Shares of UBS Group AG were gaining around 3 percent in the morning trading in Switzerland as well as in pre-market activity on the NYSE after the Swiss banking major reported Wednesday significant growth in second-quarter underlying profit before tax as revenues were benefited mainly by the consolidation of Credit Suisse revenues for the full quarter. Meanwhile, net profit and pre-tax profit plunged from last year.
Looking ahead, the company said it sees positive investor sentiment and continued momentum in client and transactional activity in the third quarter.
The company expects to incur around $1.1 billion of integration related expenses in the third quarter, while the pace of gross cost savings will decline modestly sequentially.
According to the bank, the macroeconomic outlook continues to be clouded by ongoing conflicts, other geopolitical tensions and the upcoming US elections. These uncertainties are expected to persist for the foreseeable future, and they will likely lead to higher market volatility compared with the first half of the year.
Sergio Ermotti, Group CEO, said, We are well positioned to meet our financial targets and return to the levels of profitability we delivered before being asked to step in and stabilize Credit Suisse. We are now entering the next phase of our integration, which will be critical to realize further substantial cost, capital, funding and tax benefits.
UBS completed the merger of UBS AG and Credit Suisse AG on May 31, the transition to a single US intermediate holding company on June 7, and the merger of UBS Switzerland AG and Credit Suisse (Schweiz) AG on July 1.
The company further said it now expects to achieve around $7 billion of gross cost savings by end-2024, or around 55 percent of its ambition of around $13 billion by end-2026.
In its second quarter, net profit attributable to shareholders fell 96 percent to $1.14 billion from last years $27.33 billion. Earnings per share were $0.34, down from last years $8.51.
The prior years result included negative goodwill of $27.26 billion.
Profit before tax was $1.47 billion, down 95 percent from last years $27.70 billion.
The latest results included PPA effects and other integration items of $780 million and integration-related expenses and PPA effects of $1.37 billion.
Underlying profit before tax was $2.06 billion, compared to $891 million a year earlier, reflecting client franchise strength and disciplined execution of its strategy and integration plans.
Total revenues climbed 25 percent to $11.90 billion from $9.54 billion last year, largely driven by the consolidation of Credit Suisse revenues. Net interest income, meanwhile, declined 10 percent from the prior year to $1.54 billion. Net fee and commission income grew 27 percent from last year to $6.53 billion.

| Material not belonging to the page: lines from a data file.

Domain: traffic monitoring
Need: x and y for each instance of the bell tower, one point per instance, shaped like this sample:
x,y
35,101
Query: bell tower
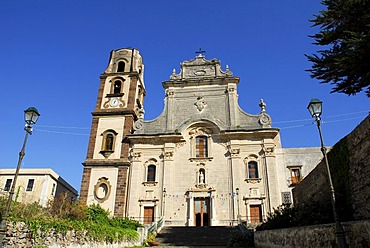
x,y
118,106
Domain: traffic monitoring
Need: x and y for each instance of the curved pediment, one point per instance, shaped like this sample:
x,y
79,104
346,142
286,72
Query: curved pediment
x,y
200,67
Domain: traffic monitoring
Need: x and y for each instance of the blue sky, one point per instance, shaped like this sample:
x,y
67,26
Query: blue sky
x,y
52,53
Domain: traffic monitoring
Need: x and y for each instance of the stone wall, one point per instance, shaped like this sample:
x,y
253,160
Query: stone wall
x,y
19,235
357,235
359,143
350,168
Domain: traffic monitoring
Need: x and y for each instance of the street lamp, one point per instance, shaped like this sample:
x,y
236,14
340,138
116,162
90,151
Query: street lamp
x,y
315,108
31,116
237,199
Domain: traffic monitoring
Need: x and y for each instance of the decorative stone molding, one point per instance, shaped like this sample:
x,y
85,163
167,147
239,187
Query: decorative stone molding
x,y
265,120
138,125
269,151
168,155
102,189
150,184
200,159
201,186
253,180
170,93
201,164
106,154
136,156
200,131
262,106
200,103
180,144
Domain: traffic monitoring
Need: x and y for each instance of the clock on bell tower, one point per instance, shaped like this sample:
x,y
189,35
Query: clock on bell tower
x,y
119,103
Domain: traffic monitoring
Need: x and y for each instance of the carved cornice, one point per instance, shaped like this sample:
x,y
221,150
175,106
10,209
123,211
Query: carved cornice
x,y
135,156
200,159
253,180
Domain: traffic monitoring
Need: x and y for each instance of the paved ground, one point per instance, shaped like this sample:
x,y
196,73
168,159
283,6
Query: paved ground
x,y
215,236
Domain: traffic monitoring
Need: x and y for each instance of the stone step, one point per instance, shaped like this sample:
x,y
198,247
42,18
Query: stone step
x,y
215,236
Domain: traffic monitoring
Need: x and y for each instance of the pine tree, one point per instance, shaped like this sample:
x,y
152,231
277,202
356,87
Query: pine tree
x,y
344,35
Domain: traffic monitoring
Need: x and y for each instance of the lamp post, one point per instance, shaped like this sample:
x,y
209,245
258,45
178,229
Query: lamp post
x,y
315,108
164,201
237,200
30,117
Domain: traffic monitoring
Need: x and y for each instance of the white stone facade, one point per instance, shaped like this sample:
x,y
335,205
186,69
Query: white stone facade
x,y
203,161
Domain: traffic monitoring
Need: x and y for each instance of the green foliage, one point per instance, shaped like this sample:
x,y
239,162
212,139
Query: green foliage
x,y
62,216
239,239
62,207
309,213
345,36
339,162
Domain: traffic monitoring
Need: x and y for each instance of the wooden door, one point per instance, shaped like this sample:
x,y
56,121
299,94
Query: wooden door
x,y
201,211
148,215
255,213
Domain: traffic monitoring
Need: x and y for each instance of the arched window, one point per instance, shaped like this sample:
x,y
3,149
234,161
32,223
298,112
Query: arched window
x,y
109,142
121,66
202,176
150,177
117,87
201,147
252,169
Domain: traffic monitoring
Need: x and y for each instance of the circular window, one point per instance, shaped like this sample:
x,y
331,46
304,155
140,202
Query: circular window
x,y
102,189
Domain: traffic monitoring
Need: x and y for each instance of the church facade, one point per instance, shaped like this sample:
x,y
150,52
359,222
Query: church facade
x,y
203,162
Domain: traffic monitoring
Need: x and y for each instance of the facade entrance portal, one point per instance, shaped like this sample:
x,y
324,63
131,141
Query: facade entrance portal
x,y
201,211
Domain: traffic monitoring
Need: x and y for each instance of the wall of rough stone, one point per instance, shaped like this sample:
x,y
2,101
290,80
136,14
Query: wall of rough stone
x,y
359,143
351,179
357,235
19,235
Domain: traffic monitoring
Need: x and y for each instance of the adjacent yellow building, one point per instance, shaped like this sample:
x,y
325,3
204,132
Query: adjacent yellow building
x,y
35,185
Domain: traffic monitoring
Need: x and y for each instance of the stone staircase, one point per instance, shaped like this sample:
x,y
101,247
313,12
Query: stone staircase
x,y
215,236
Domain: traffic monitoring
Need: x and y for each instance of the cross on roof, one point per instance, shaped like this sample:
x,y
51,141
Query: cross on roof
x,y
200,51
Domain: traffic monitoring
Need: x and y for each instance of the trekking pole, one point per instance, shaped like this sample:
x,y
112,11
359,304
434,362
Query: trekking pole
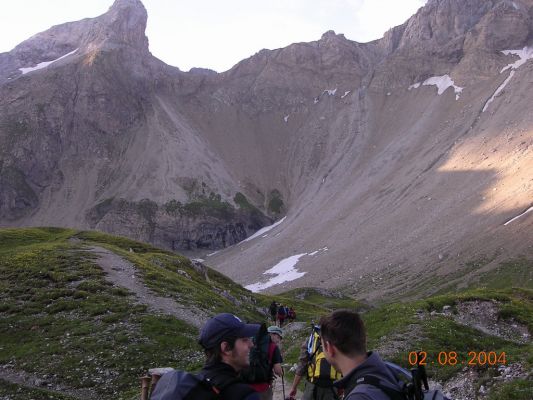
x,y
283,381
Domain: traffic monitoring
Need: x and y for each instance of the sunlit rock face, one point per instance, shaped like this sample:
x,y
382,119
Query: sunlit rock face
x,y
392,160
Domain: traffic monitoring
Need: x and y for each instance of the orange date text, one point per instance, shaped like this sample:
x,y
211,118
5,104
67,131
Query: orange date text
x,y
473,358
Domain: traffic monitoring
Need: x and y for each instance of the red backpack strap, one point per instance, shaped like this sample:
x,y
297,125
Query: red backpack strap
x,y
270,353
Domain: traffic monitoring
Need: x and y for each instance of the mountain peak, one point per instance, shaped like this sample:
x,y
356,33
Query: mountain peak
x,y
126,20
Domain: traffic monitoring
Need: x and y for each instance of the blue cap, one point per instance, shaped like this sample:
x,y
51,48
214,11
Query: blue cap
x,y
225,326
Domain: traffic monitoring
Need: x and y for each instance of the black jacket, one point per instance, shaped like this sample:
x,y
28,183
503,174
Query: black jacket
x,y
224,377
373,366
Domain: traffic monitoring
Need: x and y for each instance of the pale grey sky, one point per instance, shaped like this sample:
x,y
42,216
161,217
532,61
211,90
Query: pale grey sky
x,y
217,34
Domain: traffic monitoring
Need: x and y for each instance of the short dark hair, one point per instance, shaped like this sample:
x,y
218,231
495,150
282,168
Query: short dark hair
x,y
345,330
214,354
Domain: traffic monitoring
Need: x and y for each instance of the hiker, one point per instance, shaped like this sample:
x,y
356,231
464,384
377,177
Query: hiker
x,y
319,372
227,343
273,310
276,335
265,363
291,314
282,313
344,342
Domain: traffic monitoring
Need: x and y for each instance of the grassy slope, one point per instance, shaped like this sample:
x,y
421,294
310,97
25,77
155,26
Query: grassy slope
x,y
61,320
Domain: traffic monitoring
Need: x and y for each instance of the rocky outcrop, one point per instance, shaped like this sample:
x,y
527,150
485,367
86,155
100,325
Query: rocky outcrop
x,y
387,157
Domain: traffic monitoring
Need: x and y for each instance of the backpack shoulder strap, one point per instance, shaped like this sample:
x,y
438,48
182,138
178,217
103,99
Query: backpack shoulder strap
x,y
378,383
271,349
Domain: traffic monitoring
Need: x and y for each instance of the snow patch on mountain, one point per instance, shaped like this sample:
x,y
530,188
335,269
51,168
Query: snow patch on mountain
x,y
284,271
498,91
44,64
524,55
443,82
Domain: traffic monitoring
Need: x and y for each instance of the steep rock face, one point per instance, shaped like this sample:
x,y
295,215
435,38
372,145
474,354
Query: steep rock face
x,y
100,123
391,160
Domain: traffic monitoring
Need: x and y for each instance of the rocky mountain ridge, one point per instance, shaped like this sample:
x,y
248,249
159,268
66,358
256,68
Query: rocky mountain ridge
x,y
363,146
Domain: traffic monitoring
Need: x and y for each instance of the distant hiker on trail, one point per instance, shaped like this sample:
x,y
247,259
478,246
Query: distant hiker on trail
x,y
276,335
282,314
265,363
273,310
319,372
291,314
344,341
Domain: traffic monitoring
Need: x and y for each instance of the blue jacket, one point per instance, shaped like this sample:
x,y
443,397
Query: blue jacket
x,y
372,366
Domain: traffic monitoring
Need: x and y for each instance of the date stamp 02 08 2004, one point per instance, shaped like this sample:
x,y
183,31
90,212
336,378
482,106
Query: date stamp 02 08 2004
x,y
451,358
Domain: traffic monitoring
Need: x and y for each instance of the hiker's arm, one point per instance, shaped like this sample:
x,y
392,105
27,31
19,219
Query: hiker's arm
x,y
295,383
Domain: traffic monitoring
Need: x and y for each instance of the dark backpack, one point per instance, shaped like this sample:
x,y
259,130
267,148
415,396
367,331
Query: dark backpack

Underlying revenues were $11.1 billion, compared to $9.16 billion last year.
Global Wealth Management or GWM total revenues increased 15 percent year-over-year to $6.05 billion, and the growth was 27 percent in Personal & Corporate Banking or P&Cs total revenues to 2.06 billion Swiss francs, and 32 percent in Asset Management or AM revenues to $768 million.
Investment Bank or IB total revenues also climbed 38 percent to $2.80 billion, due to higher Global Banking and Global Markets revenues.
In Switzerland, UBS Group shares were trading at 25.90 francs, up 3.1 percent.
In pre-market activity on the NYSE, the shares were at $29.99, a growth of 2.5 percent.